Finalement, le film lui-même procède d’une démarche aporétique. Comment inventer un récit, si seule les machines pourraient concevoir quelque chose d’humain ? Quelle morale rechercher, si l’homme est prisonnier de sa propre jouissance ? Pourquoi rechercher des béances, s’il importe avant tout de colmater les trous qui révèlent notre impuissance ? La seule part de rêve permise par ces aventures, assez tristement, réside peut-être dans les fantasmes lubriques, brièvement mais précisément entrevus (sous prétexte d’être dénoncés ?) et accessibles seulement… via des machines. Loin d’ouvrir sur une dimension plus profonde, l’œuvre dans son ensemble révèle d’abord l’imaginaire désespérant de nos contemporains, incapables de (se) représenter autre chose que des artefacts.

Un demi-siècle a passé depuis Kubrick.

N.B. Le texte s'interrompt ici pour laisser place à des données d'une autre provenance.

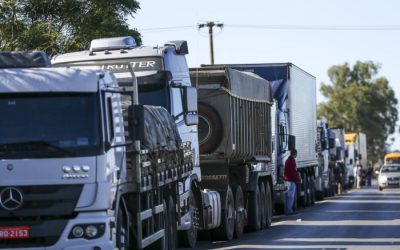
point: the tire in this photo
(268, 195)
(124, 233)
(263, 205)
(254, 215)
(188, 238)
(163, 223)
(171, 230)
(210, 128)
(227, 227)
(240, 219)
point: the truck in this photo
(294, 125)
(235, 146)
(163, 80)
(83, 164)
(330, 148)
(356, 157)
(241, 177)
(340, 167)
(322, 171)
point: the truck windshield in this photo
(49, 125)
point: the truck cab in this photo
(56, 168)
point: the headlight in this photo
(382, 179)
(87, 231)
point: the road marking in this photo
(346, 247)
(339, 223)
(356, 211)
(369, 240)
(361, 201)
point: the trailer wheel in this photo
(263, 205)
(188, 238)
(124, 232)
(210, 128)
(269, 204)
(240, 212)
(227, 227)
(312, 191)
(171, 225)
(254, 210)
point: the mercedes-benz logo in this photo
(11, 199)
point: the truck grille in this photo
(45, 210)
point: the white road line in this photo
(339, 223)
(347, 247)
(369, 240)
(361, 201)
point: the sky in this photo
(312, 50)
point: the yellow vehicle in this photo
(392, 158)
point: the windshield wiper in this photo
(33, 145)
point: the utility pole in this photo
(210, 26)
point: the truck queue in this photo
(125, 146)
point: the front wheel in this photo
(124, 232)
(227, 227)
(188, 238)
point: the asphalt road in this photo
(360, 219)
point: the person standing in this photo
(291, 176)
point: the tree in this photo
(58, 26)
(360, 101)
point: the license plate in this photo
(14, 232)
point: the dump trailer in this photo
(235, 146)
(295, 120)
(163, 80)
(356, 156)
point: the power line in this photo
(317, 27)
(168, 28)
(289, 27)
(210, 26)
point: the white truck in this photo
(294, 125)
(163, 80)
(83, 165)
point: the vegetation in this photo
(58, 26)
(360, 101)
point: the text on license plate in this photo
(14, 232)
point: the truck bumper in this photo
(104, 242)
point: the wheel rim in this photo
(263, 206)
(269, 205)
(192, 232)
(258, 199)
(239, 207)
(230, 215)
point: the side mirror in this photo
(323, 145)
(190, 106)
(292, 142)
(331, 143)
(189, 99)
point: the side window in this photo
(110, 119)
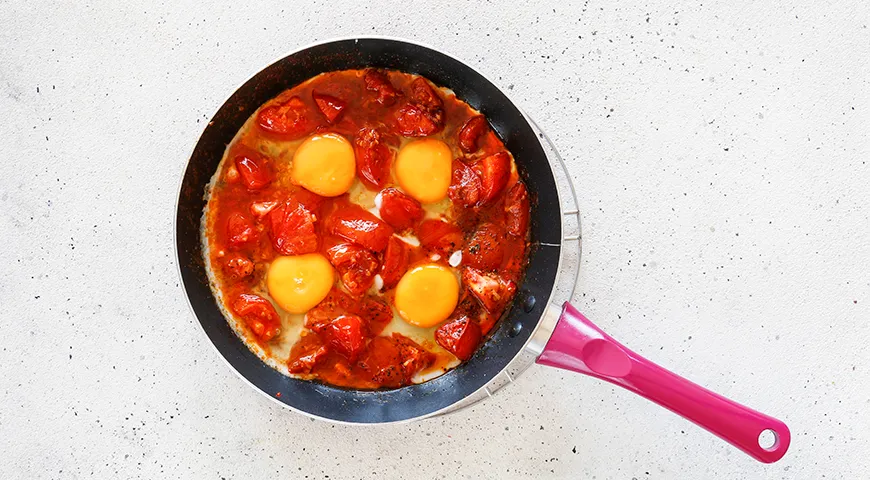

Malgré des discours formellement proches, l’aspiration irrépressible aux espaces infinis héritée des premiers hominidés a laissé la place à la résignation envers un avenir cantonné aux dimensions de la machine.

Denis DUPONT-FAUVILLE 27 novembre 2023

 

1 Ces dernières citations, discrètes mais précises, constituent une sorte d’hommage de l’animation française au grand précurseur que fut René Laloux, dont La planète sauvage a aujourd’hui 50 ans.